La bourgeoisie redeviendrait classe dominante et elle serait bien autrement dangereuse que la bureaucratie d’aujourd’hui. L’effort pour la république égalitaire serait perdu ; qui sait pour combien de temps ?

Un autre gros grief de la droite est le terrorisme. Kautsky est opposé à la terreur comme moyen de gouvernement. Il dit que la terreur dessert la révolution au lieu de la servir en suscitant l’indignation des masses contre les gouvernants qui ordonnent la mort de leurs adversaires.

Trotsky répond que la terreur est inévitable. Dans le style ironique des bolchevistes, et des marxistes en général, il demande à Kautsky s’il croit que l’impératif catégorique de Kant puisse suffire à réduire les contre-révolutionnaires. La révolution est une guerre comme les guerres entre nations ; elle tue comme la guerre. Il faut briser la volonté de l’ennemi et on ne la brise que par la mort car la prison et la déportation ne font pas assez peur. Ce n’est pas en effet celui que l’on frappe qu’il s’agit de terroriser mais les autres ; en tuant quelques hommes, dit Trotsky, on en effraie des milliers et la crainte qu’ils éprouvent les empêche de nuire.

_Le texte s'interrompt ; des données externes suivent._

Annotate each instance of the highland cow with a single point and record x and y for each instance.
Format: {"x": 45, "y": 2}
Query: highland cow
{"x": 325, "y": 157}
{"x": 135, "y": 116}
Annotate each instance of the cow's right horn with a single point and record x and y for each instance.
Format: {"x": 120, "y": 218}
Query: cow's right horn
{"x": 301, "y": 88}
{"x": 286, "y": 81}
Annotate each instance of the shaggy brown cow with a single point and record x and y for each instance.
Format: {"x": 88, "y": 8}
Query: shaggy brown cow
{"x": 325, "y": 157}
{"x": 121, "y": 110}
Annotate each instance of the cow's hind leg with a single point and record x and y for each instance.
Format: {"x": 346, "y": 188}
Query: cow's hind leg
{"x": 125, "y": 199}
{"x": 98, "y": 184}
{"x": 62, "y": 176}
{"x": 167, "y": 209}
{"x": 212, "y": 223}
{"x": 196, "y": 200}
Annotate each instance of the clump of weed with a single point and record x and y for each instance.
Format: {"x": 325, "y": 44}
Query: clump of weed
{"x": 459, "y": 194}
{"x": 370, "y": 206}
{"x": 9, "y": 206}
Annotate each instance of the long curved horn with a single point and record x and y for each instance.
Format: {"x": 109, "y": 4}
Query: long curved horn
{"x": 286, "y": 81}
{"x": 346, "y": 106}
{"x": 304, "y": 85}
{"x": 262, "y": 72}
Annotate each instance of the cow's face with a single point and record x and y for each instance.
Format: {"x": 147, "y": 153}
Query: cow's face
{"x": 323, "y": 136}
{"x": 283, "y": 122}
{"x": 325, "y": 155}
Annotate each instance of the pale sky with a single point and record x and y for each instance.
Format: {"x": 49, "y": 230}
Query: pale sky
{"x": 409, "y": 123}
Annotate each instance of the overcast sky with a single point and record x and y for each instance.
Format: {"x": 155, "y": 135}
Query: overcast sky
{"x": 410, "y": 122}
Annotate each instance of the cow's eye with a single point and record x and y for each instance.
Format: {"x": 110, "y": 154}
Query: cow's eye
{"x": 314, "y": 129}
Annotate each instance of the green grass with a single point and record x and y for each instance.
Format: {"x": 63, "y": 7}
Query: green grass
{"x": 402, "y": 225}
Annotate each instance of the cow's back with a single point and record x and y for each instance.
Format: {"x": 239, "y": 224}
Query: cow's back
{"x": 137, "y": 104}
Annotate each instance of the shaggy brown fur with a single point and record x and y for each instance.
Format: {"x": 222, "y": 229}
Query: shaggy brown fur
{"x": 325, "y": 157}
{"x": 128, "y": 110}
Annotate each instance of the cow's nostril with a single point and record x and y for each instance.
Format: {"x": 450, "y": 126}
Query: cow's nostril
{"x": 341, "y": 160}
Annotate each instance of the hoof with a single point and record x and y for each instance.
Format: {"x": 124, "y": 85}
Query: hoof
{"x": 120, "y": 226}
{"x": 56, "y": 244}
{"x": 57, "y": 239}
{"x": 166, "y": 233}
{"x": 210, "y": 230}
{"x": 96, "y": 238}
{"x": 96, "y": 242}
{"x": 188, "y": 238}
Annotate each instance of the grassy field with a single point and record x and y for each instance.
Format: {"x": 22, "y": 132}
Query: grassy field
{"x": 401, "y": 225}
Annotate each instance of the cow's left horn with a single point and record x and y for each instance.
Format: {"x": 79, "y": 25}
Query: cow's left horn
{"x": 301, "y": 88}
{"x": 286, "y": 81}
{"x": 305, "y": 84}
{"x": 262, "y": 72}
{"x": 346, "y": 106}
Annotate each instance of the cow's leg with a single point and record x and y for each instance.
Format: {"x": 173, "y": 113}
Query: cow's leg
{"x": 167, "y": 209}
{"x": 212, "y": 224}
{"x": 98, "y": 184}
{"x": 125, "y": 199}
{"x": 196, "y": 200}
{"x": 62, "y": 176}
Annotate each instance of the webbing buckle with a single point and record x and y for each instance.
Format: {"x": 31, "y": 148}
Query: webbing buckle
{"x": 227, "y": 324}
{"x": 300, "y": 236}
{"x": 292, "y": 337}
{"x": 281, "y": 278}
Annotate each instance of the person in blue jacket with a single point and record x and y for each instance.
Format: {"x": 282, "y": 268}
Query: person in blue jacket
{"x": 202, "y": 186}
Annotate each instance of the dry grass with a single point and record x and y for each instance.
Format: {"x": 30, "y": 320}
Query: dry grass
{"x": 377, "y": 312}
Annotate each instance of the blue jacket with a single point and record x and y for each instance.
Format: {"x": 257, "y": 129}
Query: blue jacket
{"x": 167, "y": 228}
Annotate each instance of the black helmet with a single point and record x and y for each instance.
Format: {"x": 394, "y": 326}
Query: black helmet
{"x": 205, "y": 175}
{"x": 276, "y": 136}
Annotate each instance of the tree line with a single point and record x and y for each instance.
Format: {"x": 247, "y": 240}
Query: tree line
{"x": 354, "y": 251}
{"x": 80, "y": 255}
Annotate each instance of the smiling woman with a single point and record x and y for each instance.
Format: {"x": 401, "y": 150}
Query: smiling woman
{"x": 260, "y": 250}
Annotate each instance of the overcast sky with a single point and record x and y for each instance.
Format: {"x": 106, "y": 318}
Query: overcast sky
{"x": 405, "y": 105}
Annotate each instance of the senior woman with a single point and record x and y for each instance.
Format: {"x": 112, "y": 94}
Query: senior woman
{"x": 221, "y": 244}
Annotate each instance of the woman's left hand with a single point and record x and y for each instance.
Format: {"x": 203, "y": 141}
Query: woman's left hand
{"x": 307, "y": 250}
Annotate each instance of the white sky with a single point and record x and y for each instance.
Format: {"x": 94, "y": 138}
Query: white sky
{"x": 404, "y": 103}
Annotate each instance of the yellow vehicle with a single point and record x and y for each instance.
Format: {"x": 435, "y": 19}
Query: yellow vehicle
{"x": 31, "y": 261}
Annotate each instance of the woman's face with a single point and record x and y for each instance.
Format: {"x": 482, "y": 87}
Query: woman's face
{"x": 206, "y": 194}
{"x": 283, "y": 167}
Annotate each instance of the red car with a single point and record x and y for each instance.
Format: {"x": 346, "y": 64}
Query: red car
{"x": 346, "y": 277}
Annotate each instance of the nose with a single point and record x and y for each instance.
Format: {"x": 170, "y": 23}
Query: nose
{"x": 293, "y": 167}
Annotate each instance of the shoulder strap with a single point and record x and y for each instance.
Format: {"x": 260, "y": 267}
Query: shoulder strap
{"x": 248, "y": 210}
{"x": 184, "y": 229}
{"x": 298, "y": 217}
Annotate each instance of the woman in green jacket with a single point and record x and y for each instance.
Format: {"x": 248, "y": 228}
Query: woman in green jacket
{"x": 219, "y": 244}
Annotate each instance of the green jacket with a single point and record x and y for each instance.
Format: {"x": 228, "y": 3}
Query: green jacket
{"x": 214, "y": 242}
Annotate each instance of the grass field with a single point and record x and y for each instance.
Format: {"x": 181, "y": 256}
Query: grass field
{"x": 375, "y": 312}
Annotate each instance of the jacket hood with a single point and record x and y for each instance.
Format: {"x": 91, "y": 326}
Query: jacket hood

Un argument très en faveur contre le terrorisme est qu’il faut être convaincu d’avoir raison pour sacrifier au succès de ses idées des vies humaines.

Evidemment il faut être convaincu ; mais s’il n’y avait pas de temps à autre des personnes convaincues, jamais aucun progrès ne se ferait. Cet argument est la marque d’une paresse d’intelligence et de volonté qui n’est que trop répandue. On n’a que des demi-convictions ; on y tient peu, toute la vie est prise par le souci d’intérêts égoïstes, c’est pourquoi l’évolution sociale est si lente.

Evidemment il est toujours déplorable de sacrifier des hommes. Je crois que les Russes, s’ils l’avaient voulu, auraient pu par exemple déporter en Sibérie les contre-révolutionnaires ; mais il faut remarquer que l’objectif de Trotsky n’aurait pas été atteint, effrayer ; il s’agit avant tout d’effrayer et les ennemis du communisme ne l’auraient pas été suffisamment par l’envoi en Sibérie de quelques-uns de leurs camarades.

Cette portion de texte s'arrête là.